Mr. Mitchell resigned in July 1968, complaining that the mayor had assigned him a subordinate role in the anti-poverty effort, a step that Mr. D'Alesandro blamed on federal government dictates.

He joined the Morgan State faculty and made his first run for Congress, a bid to unseat Samuel N. Friedel, who had represented the heavily Jewish and Democratic 7th District since 1953. In the 1968 Democratic primary, Mr. Mitchell got 15,000 votes, falling 5,500 short of Mr. Friedel. But political experts were impressed.

Two years later, he defeated Mr. Friedel by 38 votes in the 40 percent black district as a third major candidate, a Jewish state senator, drained away votes from the popular incumbent.

Opposition to the Vietnam War was growing at the time, and African-Americans were becoming increasingly militant in seeking equal economic opportunity. The nation was still recovering from the assassinations two months apart of Dr. King and Sen. Robert F. Kennedy.

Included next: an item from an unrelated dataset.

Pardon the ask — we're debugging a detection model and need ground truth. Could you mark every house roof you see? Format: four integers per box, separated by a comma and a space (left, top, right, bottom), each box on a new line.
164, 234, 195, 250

Mr. Mitchell hit Capitol Hill at full throttle, ignoring the tradition that freshmen should be seen and not heard.

Days after his inauguration, he and the other 12 black members of the House boycotted Mr. Nixon's State of the Union address. Two months later, the newly established Congressional Black Caucus met with the president.

Late in his congressional career, Mr. Mitchell was grazed by - but not implicated in - a wide-ranging scandal involving Wedtech Corp., a Bronx, N.Y.-based defense contractor, that led to the federal convictions of more than a dozen defendants, including two of his nephews and a member of Congress.

The nephews, Clarence M. Mitchell III and his brother, Michael B. Mitchell, were convicted in federal court in 1987 of accepting $50,000 from Wedtech to obstruct an investigation of the company by the House Small Business Committee, which Representative Mitchell headed. Each was sentenced to 2 1/2 years in prison.

There was no evidence that the brothers did anything to block an investigation or that they contacted their uncle about it. A prosecutor called the congressman an "unwitting victim."

Mr. Mitchell stood by his nephews, testifying as a defense witness at their trial.

In 1985, at age 63, Mr. Mitchell announced after much speculation about his plans that he would not seek re-election for a ninth term in Congress.

But retirement from the House did not mean retirement from public life.

Eight months later, Mr. Mitchell joined the ticket of gubernatorial candidate Stephen H. Sachs as a candidate for lieutenant governor. Baltimore Mayor William Donald Schaefer handily defeated Mr. Sachs in the primary.

At his death, Mr. Mitchell had a lawsuit pending against The Sun alleging trespass and invasion of privacy stemming from reporting by the newspaper on the handling of his assets by a nephew who had power of attorney for the former congressman.

Out of public office and before his health waned, Mr. Mitchell remained engaged in the fight for civil rights.

"If you believe in fighting racism, you make a commitment for the rest of your life," he said in a 1989 speech to the Baltimore teachers union observing Dr. King's birthday.

"There's no getting off that train. You can't say I've put five years in fighting racism and now I'm finished. No, you are not finished. Our job is to fight it every day, to continue to shove it down and when it rises up to shove it down even harder."